韓国映画「工作 黒金星と呼ばれた男」が描く南北分断の裏側

徐台教 ソウル在住ジャーナリスト

スパイ「黒金星」ことパク・ソンギョンを演じるファン・ジョンミン(左)と、北朝鮮側幹部リ・ミョンウン役のイ・ソンミン © 2018 CJ ENM CORPORATION ALL RIGHTS RESERVED

「南北スパイもの」の系譜

 俗に「スパイもの」と分類される映画や小説の背景は、二つの世界大戦や東西冷戦である傾向が強い。対立する陣営の性格がわかりやすい上に、時が経つことで明らかになった歴史的事実が多く、多彩な脚色が可能な点などが関係している。
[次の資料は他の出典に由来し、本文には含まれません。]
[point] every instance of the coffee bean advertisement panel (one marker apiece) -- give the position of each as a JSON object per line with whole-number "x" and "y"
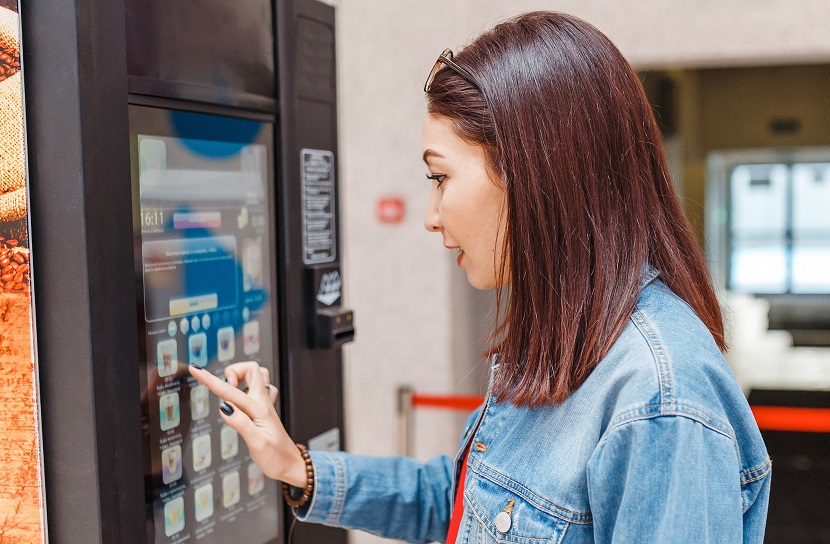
{"x": 21, "y": 489}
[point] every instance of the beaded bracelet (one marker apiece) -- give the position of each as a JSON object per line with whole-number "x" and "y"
{"x": 309, "y": 487}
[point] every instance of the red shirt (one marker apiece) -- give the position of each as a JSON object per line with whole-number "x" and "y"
{"x": 458, "y": 506}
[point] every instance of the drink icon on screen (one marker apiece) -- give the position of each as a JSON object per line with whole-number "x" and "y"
{"x": 250, "y": 334}
{"x": 225, "y": 342}
{"x": 252, "y": 264}
{"x": 171, "y": 464}
{"x": 230, "y": 442}
{"x": 230, "y": 489}
{"x": 203, "y": 502}
{"x": 202, "y": 457}
{"x": 168, "y": 361}
{"x": 256, "y": 480}
{"x": 197, "y": 344}
{"x": 174, "y": 516}
{"x": 169, "y": 411}
{"x": 199, "y": 405}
 映画『工作 黒金星(ブラック・ヴィーナス)と呼ばれた男』の背景となった南北対立もまた、その例に漏れない。……あれ?と思ったあなたは正しい。本作の舞台は90年代後半の朝鮮半島。東西冷戦はとっくに終わっているではないか。だが、朝鮮半島は世界で唯一、冷戦構造が残っている地域だ。南北軍事境界線を境に、旧共産陣営と西側世界の確執が2019年の今も続いている。
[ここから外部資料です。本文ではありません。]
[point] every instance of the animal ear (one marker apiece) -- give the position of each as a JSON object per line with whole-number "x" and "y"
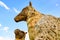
{"x": 30, "y": 4}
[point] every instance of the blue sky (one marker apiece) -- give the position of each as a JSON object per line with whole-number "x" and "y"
{"x": 10, "y": 8}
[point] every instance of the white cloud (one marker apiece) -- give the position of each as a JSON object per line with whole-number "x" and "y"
{"x": 6, "y": 38}
{"x": 4, "y": 5}
{"x": 57, "y": 4}
{"x": 6, "y": 29}
{"x": 16, "y": 10}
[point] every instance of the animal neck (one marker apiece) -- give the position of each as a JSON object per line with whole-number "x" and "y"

 世襲独裁国家の北朝鮮と正面から対峙する民主主義の韓国。地雷と鉄条網で分断され、定期的に行われる懐柔と脅迫、そして衝突のトライアングルは絶好の映画素材を提供してきた。このジャンルには『シュリ』(99年)、『義兄弟』(10年)、『ベルリンファイル』(13年)など、綺羅星のような作品が並ぶ。実在のスパイの実体験を基にした『工作』は、その骨太の系譜を受け継ぎつつリアルな描写で新たな境地を開いた。

 南北スパイ映画の特徴は、何と言っても「同じ民族である」点だろう。劇中では必ずといってよいほど、双方のスパイが至近距離で激突するシーンがある。耳元でささやかれる意地を張り合うひと言からは、本来対立すべきものでないものが争う悲しさがにじみ出し、観客の心を否応なく揺さぶる。バイオレンスシーンは無いものの、映画『工作』でもその伝統は脈々と受けつがれている。監督ユン・ジョンミンが「口を使ったアクション」と評するやり取りは見ものだ。
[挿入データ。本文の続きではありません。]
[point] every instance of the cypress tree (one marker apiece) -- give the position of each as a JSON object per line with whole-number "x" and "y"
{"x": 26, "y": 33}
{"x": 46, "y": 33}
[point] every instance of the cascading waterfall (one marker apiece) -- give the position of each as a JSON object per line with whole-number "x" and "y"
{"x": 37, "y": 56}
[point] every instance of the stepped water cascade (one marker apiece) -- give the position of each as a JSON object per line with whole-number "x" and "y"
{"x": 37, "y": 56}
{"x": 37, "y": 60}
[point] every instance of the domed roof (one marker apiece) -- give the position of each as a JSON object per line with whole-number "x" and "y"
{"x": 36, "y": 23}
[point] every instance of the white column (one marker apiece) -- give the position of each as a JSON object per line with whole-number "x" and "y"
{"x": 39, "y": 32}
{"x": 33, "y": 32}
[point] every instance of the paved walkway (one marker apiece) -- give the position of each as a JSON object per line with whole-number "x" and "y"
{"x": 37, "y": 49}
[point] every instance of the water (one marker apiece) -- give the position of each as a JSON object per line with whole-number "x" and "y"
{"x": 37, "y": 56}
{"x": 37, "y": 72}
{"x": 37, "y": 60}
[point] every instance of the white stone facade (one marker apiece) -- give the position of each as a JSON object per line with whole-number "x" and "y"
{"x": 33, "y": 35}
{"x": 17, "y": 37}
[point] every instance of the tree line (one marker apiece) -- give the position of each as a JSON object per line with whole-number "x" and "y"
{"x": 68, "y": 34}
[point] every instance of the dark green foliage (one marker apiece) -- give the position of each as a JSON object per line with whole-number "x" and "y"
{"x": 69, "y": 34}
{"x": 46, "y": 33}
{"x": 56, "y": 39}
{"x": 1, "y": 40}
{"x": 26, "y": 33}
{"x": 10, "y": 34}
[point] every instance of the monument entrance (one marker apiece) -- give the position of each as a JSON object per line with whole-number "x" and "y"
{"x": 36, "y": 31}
 本作で韓国最大の情報機関『国家安全企画部(安企部、現・国家情報院)』のスパイ「黒金星」ことパク・ソギョン(ファン・ジョンミン演)の任務は、企業家に偽装し、北朝鮮の核開発の実態を突き止め権力の中枢に浸透すること。一度入国してしまえば外部に助けを求めることできない北朝鮮で起きる事件の数々は、ファン氏特有のシリアスかつコミカルな演技と相まって、緊張から弛緩を絶え間なく行き来し、ジェットコースターのような快感を観客にもたらす。

 一方、「スパイもの」に欠かせないライバル、北京駐在の北朝鮮側幹部リ・ミョンウン処長(イ・ソンミン演)もまぶしい。貧しい国の外貨稼ぎを担う覚悟を秘めた、もの静かで厳しい振る舞いの中に人間的な魅力をたたえている。それは本心を隠して生きていかざるを得ない、全体主義国家におけるインテリの持つ悲哀となって観客に迫ってくる。リ処長の口から絞り出される言葉は、あたかも分断を続ける南北がきしみを上げているかのようだ。

「黒金星」ことパク・ソギョン(ファン・ジョンミン) © 2018 CJ ENM CORPORATION ALL RIGHTS RESERVED

国益とヒューマニズムの間で

 そんな二人を突き動かすのは「国益」だ。時は90年代後半。北朝鮮の核開発に端を発する第一次核危機は米朝の手打ちによりいったん縫合されたが、なおもくすぶり続けていた。さらに北朝鮮国内は94年の絶対的独裁者・金日成主席死去により、全土が「苦難の行軍」と呼ばれる混乱に陥り、100万人を超える餓死者が出る地獄となった。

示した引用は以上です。